Pour autant, les appelants ne développent pas de moyens au soutien de leur demande de réformation du jugement déféré sur ce point.
Or, l'intimée bénéficie d'une suspension de l'exigibilité de ses dettes validée le 26 juillet 2021 par la commission de surendettement pour une durée de 24 mois courant du 31 août 2021 au 30 août 2023, en ce compris la dette locative prise en compte à hauteur de 10660,73 euros : cette décision implique que les revenus et charges de Mme [J] ne permettaient pas de dégager une capacité de remboursement et de prévoir un paiement échelonné de ses dettes.
Dès lors, c'est à bon escient que le premier juge a octroyé le même temps de report de la dette et, en l'absence d'éléments supplémentaires ou différents, le jugement déféré sera confirmé sur ce point.
Sur les frais et dépens
Mme [J] qui succombe sera condamnée aux dépens en ce non compris le coût des commandements de payer, actes non nécessaires à la présente procédure.

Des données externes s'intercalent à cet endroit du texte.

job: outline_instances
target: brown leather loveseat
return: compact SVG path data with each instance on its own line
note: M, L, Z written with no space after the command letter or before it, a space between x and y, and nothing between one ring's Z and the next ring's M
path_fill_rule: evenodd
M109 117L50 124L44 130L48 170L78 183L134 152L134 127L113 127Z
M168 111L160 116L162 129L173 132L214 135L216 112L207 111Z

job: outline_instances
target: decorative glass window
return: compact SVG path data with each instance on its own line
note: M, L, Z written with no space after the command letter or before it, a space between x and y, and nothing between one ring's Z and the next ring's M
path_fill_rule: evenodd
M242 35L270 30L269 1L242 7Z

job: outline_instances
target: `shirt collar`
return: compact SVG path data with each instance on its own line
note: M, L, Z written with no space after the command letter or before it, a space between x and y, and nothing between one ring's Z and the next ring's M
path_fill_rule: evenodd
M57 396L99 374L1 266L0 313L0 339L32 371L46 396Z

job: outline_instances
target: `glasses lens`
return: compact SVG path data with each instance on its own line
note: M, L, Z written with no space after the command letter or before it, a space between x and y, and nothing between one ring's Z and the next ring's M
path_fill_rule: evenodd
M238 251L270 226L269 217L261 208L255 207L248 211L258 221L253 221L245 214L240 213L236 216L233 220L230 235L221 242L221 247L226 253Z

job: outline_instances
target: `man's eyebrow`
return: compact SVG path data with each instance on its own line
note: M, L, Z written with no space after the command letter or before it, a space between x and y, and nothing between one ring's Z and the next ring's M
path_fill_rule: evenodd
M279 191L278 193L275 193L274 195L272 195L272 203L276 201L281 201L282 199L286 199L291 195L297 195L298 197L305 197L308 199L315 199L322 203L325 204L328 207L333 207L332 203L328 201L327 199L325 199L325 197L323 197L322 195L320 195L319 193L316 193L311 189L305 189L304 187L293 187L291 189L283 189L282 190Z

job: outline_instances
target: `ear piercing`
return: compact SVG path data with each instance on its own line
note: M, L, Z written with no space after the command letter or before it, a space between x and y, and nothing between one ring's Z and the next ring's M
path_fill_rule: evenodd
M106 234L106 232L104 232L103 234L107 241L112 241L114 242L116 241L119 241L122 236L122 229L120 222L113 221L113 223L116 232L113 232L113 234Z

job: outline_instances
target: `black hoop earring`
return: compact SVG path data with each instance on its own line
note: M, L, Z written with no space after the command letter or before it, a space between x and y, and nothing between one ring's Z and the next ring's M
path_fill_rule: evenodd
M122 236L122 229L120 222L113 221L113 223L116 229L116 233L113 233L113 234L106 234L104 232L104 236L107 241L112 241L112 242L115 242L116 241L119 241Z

L'équité n'impose pas pour autant d'allouer aux époux [R] une indemnité en application de l'article 700 du code de procédure civile.
PAR CES MOTIFS :
La Cour, statuant dans les limites de l'appel,
Infirme partiellement la décision entreprise en ses dispositions relatives à la résiliation du bail et ses conséquences,
Statuant à nouveau,
Prononce la résiliation du bail en date du du 25 août 2018 liant Mme [X] [Z] épouse [R] et M. [Y] [R] à Mme [G] [J] et portant sur un logement situé lieu dit [Adresse 6],
Ordonne la libération des lieux par Mme [G] [J] et de tous occupants de son chef ainsi que de tous objets mobiliers à défaut de quoi elle pourra en être expulsée au besoin avec le concours de la force publique, passé le délai de deux mois suivant la délivrance d'un commandement d'avoir à libérer les lieux, conformément aux dispositions des articles L412-1 et suivants, R 411-1 et suivants, R412-1 et suivants du code des procédures civiles d'exécution,
Condamne Mme [G] [J] à payer à Mme [X] [Z] épouse [R] et M. [Y] [R] à compter du présent arrêt, une indemnité mensuelle d'occupation égale au montant mensuel du loyer indexé charges comprises, et ce jusqu'à complète libération des lieux,
Rappelle qu'il est possible pour Mme [G] [J] de saisir la commission de médiation de la Haute-Garonne ([Adresse 5]), conformément aux dispositions de l'article L 441-2-3 du Code de la construction et de l'habitation,
Confirme la décision en ses autres dispositions non contraires aux présentes,
Y ajoutant,
Dit n'y avoir lieu à condamnation en application de l'article 700 du code de procédure civile,
Condamne Mme [G] [J] aux entiers dépens en ce non compris le coût des commandements de payer des 19 décembre 2018 et 23 avril 2020.